Radityo Hutomo, peneliti lainnya mengatakan teknologi yang direkomendasikan adalah alat pengering tenaga matahari yang bisa digunakan komunal, bersama. “Alat pengeringan yang dibuat tim Kopernik terinspirasi dari Dian Desa. Belum dipasarkan massal, kita bangun partner dulu,” katanya. Idealnya sebuah konsep Depot Desa, membangun sebuah pusat teknologi ramah lingkungan pascapanen dalam satu area misalnya untuk penggilingan padi, pengeringan gabah, dan lainnya.

 

Petani di Desa Kertabuana yang memanen padinya. Foto: Yustinus S.Hardjanto

 

Ferdinandus Hardi dari Dian Desa yang sudah bekerja 9 tahun di Muntigunung, area dengan banyak penduduk miskin, terpencil dan kering di Karangasem sudah mengaplikasikan mesin pengering tenaga matahari kombinasi kompor. Untuk menyiasati kondisi saat musim hujan dan produksi malam hari karena usaha yang dikembangkan makin maju seperti pengolahan kacang mete (cashew nuts) yang banyak dibudidayakan di daerah itu.

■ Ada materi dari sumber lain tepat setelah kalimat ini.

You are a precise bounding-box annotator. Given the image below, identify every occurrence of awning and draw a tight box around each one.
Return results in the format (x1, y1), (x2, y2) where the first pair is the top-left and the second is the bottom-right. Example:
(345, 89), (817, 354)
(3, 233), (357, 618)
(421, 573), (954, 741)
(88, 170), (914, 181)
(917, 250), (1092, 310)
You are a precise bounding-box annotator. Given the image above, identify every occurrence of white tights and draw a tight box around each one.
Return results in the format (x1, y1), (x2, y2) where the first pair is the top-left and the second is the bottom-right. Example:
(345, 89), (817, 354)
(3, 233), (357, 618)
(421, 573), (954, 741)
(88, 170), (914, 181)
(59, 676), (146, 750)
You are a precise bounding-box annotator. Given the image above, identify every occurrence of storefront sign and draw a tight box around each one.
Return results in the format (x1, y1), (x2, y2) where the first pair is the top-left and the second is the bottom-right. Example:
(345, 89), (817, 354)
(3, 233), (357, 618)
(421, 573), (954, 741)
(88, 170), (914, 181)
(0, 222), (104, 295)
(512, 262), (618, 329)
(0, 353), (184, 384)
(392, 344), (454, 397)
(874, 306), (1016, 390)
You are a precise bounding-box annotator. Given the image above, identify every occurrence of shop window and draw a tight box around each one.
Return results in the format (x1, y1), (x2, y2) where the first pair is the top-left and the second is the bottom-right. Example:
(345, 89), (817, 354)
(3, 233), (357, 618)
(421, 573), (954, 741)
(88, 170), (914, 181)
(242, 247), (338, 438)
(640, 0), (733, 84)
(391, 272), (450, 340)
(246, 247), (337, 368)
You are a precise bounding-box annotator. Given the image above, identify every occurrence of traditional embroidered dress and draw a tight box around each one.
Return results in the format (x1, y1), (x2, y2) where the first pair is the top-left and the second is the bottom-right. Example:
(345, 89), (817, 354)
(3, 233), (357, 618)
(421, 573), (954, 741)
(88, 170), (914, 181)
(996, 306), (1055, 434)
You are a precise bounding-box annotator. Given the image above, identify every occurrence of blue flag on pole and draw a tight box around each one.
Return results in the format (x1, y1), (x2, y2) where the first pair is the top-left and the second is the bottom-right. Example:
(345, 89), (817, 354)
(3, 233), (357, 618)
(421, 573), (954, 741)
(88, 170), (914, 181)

“Alatnya sangat mudah dibuat, bahan baku polycarbonate mudah perawatan dan awet. Misalnya dibuat 2008 sampai sekarang dipakai,” tuturnya. Konstruksi lantainya dari semen.

Misalnya untuk pengeringan kacang mete diperlukan waktu 2 hari dengan kapasitas 200 kg sekali masuk. Lalu rossela tea selama 3 hari pengeringan dengan kapasitas 100 kg. Palm sugar powder selama satu hari dengan kapasitas 200 kg dan buah kering sekitar 3 hari.

Sedangkan Luthfi Jamili dari Big Tree Farms memberikan perspektif pentingnya teknologi pengeringan ini di Indonesia karena permintaan produk terutama organik berkualitas meningkat. Perusahaan yang fokus di pengolahan ini mengaku kadang kesulitan bahan baku organik karena tingginya permintaan pasar. Misalnya untuk coklat batangan, bahan baku kakao organik masih diimpor dari Peru.